Euromoney, October 19 2018
In a country with twin deficits and a 13th bailout in recent memory, one might wonder if former JPMorgan banker Muhammad Aurangzeb regrets becoming Habib Bank CEO – but instead he sees a path to a better outlook for his country.
Aurangzeb left a successful career job at JPMorgan earlier this year to take the reins at Habib Bank (HBL), Pakistan’s biggest lender.
It seems a grim time to take such a role – Pakistan faces twin deficits and has just agreed a tough bailout with the IMF – but he sees reasons to be positive.
Euromoney meets Aurangzeb in Bali early one morning on the sidelines of the IMF annual meeting. It’s an opportune time and place to meet, as the previous day Pakistan met with the IMF to seek its 13th bailout since the 1980s.
Aurangzeb sees the macro position as one of three elements influencing the outlook for banks in Pakistan, the others being technology and the regulatory environment, but the macro is certainly the one in the headlines.
He calls the twin deficit “devilishly structural”.
“On the fiscal side, pretty simply, we need to increase the tax base,” he says. “On the current-account deficit side, remittances have been relatively robust; the issue has been exports not being as strong as one would expect,” partly, he says, as a consequence of the currency peg being set too low.
However, despite that, he says “by and large when rates are going up it is generally good news for the industry”.
At the end of the 2017 financial year, HBL had almost Rp2 trillion in deposits, 86.4% of which was current and savings accounts; while some of that will be repriced, so will the loan book.

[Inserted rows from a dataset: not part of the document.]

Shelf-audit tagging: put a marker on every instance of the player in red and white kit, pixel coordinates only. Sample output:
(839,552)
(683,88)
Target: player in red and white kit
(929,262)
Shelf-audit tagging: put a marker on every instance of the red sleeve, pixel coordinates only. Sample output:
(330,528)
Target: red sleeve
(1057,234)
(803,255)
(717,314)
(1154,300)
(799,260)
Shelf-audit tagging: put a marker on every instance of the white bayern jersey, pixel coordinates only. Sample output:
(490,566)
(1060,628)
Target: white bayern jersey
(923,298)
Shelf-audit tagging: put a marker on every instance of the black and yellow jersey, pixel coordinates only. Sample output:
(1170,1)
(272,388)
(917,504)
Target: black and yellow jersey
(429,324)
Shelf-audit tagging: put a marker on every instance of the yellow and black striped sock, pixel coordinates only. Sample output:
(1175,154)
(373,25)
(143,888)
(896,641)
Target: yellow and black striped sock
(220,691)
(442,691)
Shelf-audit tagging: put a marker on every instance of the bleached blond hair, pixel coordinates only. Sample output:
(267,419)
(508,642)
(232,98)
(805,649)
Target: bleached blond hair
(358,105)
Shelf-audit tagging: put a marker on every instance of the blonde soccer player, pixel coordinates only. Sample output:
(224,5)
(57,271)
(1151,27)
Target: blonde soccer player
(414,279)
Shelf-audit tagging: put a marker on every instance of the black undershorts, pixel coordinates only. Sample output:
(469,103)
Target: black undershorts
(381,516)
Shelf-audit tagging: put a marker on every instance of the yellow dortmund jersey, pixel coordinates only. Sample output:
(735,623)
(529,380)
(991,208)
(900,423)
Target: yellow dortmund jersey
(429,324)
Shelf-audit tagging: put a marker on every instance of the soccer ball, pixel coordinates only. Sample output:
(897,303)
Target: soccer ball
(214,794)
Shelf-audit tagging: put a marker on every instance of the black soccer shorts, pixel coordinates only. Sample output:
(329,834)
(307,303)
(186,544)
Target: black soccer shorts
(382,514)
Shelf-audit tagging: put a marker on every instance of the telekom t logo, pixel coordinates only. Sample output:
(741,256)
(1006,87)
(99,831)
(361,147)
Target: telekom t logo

“Also, normally when we have volatility in exchange markets, it’s good for the industry if you’re on the right side of it,” says Aurangzeb. “Clients come in for their hedging needs and there is a boost to the treasury side.”
The optimistic view of the bailout, he says, “is that once the country gets into an IMF programme it creates a floor, in terms of bringing a level of certainty”.